The experts at Merriam Webster and Dictionary.com put their heads together for the better part of a minute and came up with “pandemic” as word of the year. The coronavirus pandemic has spread around the globe, affected millions of people and changed everything. No reason to overthink it.

Dictionary.com users slightly preferred “unprecedented” as the top word. A good choice based on usage alone during a year where unprecedented became almost common. For example, the number of consecutive days I went without bothering to shower is unprecedented.

“Dumpster fire,” “pandemonium” and “apocalyptic” also got votes. Seems like a lot of Dictionary.com users were following U.S. politics.

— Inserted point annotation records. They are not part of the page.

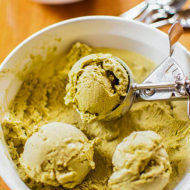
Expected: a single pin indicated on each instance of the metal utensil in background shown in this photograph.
(166, 82)
(154, 5)
(150, 11)
(182, 16)
(135, 11)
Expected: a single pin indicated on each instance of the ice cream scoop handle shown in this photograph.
(180, 90)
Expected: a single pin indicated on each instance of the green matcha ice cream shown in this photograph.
(140, 163)
(58, 154)
(97, 85)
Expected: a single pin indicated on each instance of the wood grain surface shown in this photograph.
(21, 18)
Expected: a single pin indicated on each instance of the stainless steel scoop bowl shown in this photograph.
(166, 82)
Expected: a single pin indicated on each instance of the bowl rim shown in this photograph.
(84, 18)
(79, 19)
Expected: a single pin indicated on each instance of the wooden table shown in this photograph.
(21, 18)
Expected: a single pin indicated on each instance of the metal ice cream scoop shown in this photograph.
(166, 82)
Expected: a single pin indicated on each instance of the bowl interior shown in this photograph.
(100, 31)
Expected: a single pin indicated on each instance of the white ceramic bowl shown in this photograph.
(103, 31)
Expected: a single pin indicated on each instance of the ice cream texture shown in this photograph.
(140, 162)
(40, 101)
(97, 85)
(58, 154)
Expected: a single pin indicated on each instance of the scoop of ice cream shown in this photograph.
(58, 154)
(97, 85)
(140, 163)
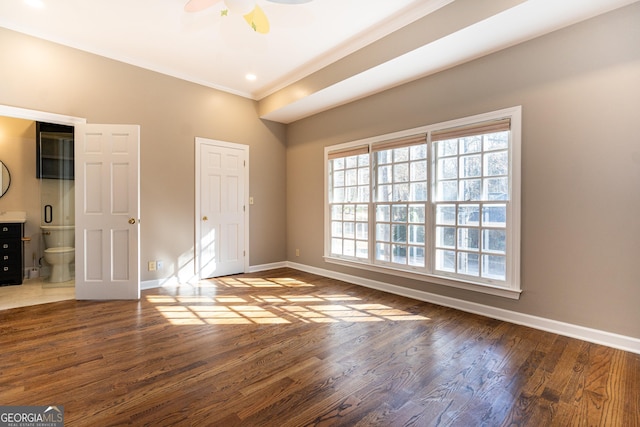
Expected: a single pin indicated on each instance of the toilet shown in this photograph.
(59, 251)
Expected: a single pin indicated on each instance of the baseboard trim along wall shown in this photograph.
(596, 336)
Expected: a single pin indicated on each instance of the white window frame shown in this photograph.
(510, 288)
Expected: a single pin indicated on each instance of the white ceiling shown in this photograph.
(218, 51)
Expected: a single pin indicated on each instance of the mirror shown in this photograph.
(5, 179)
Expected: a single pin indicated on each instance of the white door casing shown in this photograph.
(107, 211)
(221, 217)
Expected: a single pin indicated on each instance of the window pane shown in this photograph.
(383, 232)
(401, 154)
(418, 152)
(416, 256)
(336, 212)
(446, 237)
(399, 213)
(497, 188)
(362, 212)
(351, 194)
(337, 195)
(418, 192)
(446, 260)
(400, 192)
(363, 194)
(494, 215)
(471, 144)
(446, 214)
(496, 163)
(416, 234)
(469, 238)
(349, 212)
(363, 176)
(494, 267)
(448, 168)
(401, 172)
(496, 141)
(399, 254)
(336, 246)
(471, 189)
(419, 171)
(349, 230)
(469, 215)
(447, 148)
(399, 233)
(336, 229)
(384, 157)
(383, 213)
(362, 231)
(448, 190)
(384, 193)
(383, 251)
(494, 240)
(349, 247)
(468, 264)
(471, 166)
(416, 214)
(384, 174)
(351, 177)
(362, 249)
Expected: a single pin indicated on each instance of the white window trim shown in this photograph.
(512, 289)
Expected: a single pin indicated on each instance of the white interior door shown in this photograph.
(220, 208)
(107, 211)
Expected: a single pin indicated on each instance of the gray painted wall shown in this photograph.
(580, 92)
(44, 76)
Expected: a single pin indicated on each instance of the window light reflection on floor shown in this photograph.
(271, 309)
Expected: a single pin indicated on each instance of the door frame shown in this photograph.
(199, 142)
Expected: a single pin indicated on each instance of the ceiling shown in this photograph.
(316, 56)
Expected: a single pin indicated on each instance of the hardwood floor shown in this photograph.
(286, 348)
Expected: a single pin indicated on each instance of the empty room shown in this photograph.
(320, 212)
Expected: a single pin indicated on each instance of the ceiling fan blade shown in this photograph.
(198, 5)
(290, 1)
(258, 20)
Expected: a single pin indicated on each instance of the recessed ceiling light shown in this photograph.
(37, 4)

The lexicographers at the Oxford English Dictionary looked upon the expanse of language that infected 2020 and decided they couldn’t pick a single word of the year. Can’t blame them.

When the pandemic wasn’t sickening us, killing us, forcing us to hide at home, keeping us away from loved ones and ruining our lives, it did spawn some additions to the language, while also bringing new meaning to old words. It’s what passes for a bright side in a very dark year.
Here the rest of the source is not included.